Under that approximation, it is sufficient to find \(a_.95\) and \(b_.95\) using Monte Carlo with \(S^*\), \[P\left(S^* \in (\mathbb{E}(S^*) - b_.95,\mathbb{E}(S^*)+ a_.95)\right) = .95.\]

Here, the set \(A\) is \((\mathbb{E}(S^*) - b_.95,\mathbb{E}(S^*)+ a_.95)\) and we can simulate \(S^*\). Once you find those values for \(S^*\) (see below for computing \(a_.95\) and \(b_.95\)), then we use the approximation to get a confidence interval: \[.95 = P\left(S^* \in (\mathbb{E}(S^*) - b_{.95},\mathbb{E}(S^*)+ a_{.95})\right) \approx P\left(\mathbb{E}(S) \in (S - a_{.95},S+ b_{.95})\right).\] Thus, \((S-a_{.95}, S+b_{.95})\) is a 95% confidence interval for \(\mathbb{E}(S)\).
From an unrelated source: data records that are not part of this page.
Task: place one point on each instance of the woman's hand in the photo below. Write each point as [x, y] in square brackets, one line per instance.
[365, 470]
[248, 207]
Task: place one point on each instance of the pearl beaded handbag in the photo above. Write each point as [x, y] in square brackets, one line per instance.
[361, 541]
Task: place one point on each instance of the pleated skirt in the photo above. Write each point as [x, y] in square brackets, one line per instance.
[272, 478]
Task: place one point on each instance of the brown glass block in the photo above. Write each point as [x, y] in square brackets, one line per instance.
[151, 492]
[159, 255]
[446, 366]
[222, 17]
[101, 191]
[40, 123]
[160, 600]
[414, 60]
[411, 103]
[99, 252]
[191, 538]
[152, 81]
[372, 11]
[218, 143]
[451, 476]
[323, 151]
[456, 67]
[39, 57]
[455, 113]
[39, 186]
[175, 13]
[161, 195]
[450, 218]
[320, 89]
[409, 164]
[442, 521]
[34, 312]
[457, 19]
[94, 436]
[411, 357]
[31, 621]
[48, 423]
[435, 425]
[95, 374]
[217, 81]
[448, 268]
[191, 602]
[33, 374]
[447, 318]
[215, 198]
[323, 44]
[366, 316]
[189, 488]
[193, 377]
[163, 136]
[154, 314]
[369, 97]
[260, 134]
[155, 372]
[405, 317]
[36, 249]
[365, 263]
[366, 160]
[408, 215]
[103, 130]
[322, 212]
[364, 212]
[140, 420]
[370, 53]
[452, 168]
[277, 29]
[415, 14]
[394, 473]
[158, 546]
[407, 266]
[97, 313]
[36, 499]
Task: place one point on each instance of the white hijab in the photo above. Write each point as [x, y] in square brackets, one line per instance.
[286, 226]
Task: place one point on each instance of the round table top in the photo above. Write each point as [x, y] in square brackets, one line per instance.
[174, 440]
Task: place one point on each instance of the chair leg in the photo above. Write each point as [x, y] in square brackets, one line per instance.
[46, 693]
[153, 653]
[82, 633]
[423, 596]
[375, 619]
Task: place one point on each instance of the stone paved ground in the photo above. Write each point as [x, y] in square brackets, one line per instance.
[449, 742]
How to find \(a_{.95}\) and \(b_{.95}\)

Find the .025 and .975 quantiles of \(S^*\); call these \(q_{.025}\) and \(q_{.975}\). Then, \(b_.95\) solves \(\mathbb{E}(S^*) - b_.95 = q_.025\) and \(a_.95\) solves \(\mathbb{E}(S^*) + a_.95 = q_.975\). You can compute \(\mathbb{E}(S^*)\) by taking the average of your Monte Carlo simulations of \(S^*\). \[b_.95 = \mathbb{E}(S^*) - q_.025 \quad a_.95 = q_.975 - \mathbb{E}(S^*)\]

When does Version 1 = Version 2?

If \(\mathbb{E}(S) = \mathbb{E}(S^*)\) (“unbiased” or centered) and if \(|b_.95| = |a_.95|\) (“symmetric”), then Version 1 and Version 2 will provide the same interval, provided you use enough Monte Carlo replicates.